PaddlePaddle converter automatically converts the IR in the request (IR and evaluation inputs/targets) from PaddlePaddle Python to new partitioned IRs and dispatch the new IRs and evaluation inputs/targets to different PaddlePaddle runtimes. Below are the steps:

  1. Add feed OP that feeds the eval inputs, and fetch OP that fetches the eval targets to the IR.
  2. Extract a new computation (sub)graph with feed and fetch OP as the boundary. The runtime does not need to run the OP that is not dependent by the fetch OP.
  3. Optimizes the computation graph.
  4. Place the OPs in the graph onto different devices on different PaddlePaddle runtime according to a placement algorithm and device constraint specified by the user.
  5. Partition the graph according to runtime boundaries and add send / recv OP pair on the runtime boundaries.
  6. Dispatch the partitioned graph to different PaddlePaddle runtimes.
  7. PaddlePaddle runtimes with the fetch OP reports evaluation results back to the converter, the convert reports the evaluation results back to the PaddlePaddle Python.

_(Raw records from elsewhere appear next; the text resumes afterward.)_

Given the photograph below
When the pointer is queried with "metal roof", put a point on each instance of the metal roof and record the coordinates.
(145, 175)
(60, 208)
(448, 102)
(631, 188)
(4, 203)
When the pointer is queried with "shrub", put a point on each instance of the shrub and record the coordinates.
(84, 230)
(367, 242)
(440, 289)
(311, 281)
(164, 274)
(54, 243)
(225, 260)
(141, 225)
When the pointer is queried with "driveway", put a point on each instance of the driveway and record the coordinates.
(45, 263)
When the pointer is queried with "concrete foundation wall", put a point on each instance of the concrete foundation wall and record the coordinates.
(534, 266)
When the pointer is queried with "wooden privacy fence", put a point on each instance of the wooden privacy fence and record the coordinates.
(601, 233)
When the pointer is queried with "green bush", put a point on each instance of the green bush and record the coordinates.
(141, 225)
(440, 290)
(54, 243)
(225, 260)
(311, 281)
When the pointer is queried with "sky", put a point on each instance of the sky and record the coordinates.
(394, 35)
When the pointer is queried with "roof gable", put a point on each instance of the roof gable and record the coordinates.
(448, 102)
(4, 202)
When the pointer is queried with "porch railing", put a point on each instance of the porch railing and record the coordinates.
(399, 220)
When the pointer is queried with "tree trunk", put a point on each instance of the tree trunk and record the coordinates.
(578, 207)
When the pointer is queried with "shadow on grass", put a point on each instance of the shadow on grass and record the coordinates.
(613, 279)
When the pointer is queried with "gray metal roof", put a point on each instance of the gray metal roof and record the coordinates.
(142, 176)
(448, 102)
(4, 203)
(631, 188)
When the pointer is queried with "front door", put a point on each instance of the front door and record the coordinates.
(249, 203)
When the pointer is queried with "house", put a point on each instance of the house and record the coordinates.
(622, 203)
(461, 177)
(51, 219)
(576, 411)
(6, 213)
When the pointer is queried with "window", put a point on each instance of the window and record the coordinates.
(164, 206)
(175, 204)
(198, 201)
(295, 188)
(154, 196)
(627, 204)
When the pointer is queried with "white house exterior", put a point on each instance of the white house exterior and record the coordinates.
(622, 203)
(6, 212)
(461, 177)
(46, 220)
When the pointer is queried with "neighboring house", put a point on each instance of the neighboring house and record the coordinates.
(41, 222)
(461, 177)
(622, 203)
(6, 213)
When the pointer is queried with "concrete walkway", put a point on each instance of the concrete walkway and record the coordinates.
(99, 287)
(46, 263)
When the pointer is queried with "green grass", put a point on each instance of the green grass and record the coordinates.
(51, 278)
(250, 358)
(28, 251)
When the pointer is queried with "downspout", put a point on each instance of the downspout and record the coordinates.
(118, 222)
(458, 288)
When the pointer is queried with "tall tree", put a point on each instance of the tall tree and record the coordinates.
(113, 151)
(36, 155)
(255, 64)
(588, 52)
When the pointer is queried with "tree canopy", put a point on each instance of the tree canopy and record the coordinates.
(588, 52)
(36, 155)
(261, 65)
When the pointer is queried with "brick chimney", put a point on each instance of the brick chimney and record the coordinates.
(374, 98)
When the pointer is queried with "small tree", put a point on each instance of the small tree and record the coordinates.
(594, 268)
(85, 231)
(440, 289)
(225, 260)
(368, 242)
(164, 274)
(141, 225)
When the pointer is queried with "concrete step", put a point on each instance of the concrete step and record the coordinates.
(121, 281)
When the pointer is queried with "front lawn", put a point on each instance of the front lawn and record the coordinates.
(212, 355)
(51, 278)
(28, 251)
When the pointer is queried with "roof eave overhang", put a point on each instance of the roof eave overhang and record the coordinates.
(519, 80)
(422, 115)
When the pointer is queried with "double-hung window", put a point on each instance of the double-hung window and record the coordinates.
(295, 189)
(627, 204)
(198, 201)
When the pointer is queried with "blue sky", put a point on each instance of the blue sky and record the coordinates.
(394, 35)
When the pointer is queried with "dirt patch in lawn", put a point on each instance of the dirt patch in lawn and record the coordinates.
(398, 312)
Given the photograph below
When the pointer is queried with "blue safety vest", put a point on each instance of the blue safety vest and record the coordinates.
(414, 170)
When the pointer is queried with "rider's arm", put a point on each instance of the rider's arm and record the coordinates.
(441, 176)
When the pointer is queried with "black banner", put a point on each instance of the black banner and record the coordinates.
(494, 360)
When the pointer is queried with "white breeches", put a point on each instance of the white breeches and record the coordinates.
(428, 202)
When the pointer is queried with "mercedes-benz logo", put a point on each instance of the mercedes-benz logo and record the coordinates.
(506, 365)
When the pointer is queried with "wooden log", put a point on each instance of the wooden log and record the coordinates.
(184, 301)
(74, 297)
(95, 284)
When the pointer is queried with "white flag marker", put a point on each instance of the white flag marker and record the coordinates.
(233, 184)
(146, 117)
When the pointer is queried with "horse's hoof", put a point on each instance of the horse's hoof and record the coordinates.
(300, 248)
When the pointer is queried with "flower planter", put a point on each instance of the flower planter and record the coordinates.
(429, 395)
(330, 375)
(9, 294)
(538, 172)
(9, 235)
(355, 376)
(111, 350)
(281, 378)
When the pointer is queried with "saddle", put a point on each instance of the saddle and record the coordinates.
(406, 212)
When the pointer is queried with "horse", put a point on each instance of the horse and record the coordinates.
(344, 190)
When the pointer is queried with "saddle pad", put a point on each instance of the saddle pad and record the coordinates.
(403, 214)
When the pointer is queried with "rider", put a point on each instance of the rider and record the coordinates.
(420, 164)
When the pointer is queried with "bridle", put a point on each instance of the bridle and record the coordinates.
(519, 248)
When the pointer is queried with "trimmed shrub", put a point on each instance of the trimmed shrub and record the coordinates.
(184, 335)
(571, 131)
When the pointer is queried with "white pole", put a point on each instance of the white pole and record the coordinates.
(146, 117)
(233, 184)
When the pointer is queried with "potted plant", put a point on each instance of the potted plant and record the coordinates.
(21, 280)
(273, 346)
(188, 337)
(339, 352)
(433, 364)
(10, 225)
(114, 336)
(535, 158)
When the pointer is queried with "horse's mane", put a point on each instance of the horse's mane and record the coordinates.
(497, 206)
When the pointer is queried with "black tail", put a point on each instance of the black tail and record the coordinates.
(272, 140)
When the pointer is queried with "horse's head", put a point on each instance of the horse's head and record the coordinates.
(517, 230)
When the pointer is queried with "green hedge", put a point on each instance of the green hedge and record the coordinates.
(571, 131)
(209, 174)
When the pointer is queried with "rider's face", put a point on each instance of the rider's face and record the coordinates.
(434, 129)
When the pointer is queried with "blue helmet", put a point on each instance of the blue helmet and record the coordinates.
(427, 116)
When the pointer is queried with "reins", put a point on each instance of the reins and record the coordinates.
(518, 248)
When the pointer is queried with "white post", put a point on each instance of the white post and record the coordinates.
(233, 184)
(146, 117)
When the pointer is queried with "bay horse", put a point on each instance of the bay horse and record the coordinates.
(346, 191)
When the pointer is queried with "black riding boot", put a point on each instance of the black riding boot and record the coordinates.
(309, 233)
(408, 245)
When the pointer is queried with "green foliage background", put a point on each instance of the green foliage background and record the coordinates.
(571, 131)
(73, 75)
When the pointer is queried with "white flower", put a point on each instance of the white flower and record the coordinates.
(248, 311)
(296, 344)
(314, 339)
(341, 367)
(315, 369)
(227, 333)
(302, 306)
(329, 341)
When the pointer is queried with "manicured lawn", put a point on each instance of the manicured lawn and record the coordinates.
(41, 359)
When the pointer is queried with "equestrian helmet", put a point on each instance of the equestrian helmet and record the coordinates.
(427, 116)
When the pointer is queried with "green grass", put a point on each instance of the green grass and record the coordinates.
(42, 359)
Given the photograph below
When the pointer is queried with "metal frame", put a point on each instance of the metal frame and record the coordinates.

The output IRs will be cached to optimize the conversion latency.

Placement Algorithm

Our first implementation will only support “trainer-parameter server” placement: the parameters, initializers, and optimizers are placed on the PaddlePaddle runtimes with the parameter server role. And everything else will be placed on the PaddlePaddle runtimes with the trainer role. This has the same functionality of our “trainer-parameter server” architecture of PaddlePaddle v0.10.0, but is more general and flexible.

In the future, we will implement the general placement algorithm, which makes placements according to the input IR, and a model of device computation time and device communication time. Model parallelism requires the general placement algorithm.

PaddlePaddle Runtime

The PaddlePaddle runtime owns multiple devices (e.g., CPUs, GPUs) and runs the IR. The runtime does not need to do OP placement since it’s already done by the converter.

Local Training Architecture

The local training architecture will be the same as the distributed training architecture, the differences are everything runs locally, and there is just one PaddlePaddle runtime:

Training Data

In PaddlePaddle v0.10.0, training data is typically read with data reader from Python. This approach is no longer efficient when training distributedly since the Python process no longer runs on the same node with the trainer processes, the Python reader will need to read from the distributed filesystem (assuming it has the access) and send to the trainers, doubling the network traffic.

When doing distributed training, the user can still use Python data reader: the training data are sent with session.eval. However should be used for debugging purpose only. The users are encouraged to use the read data OPs.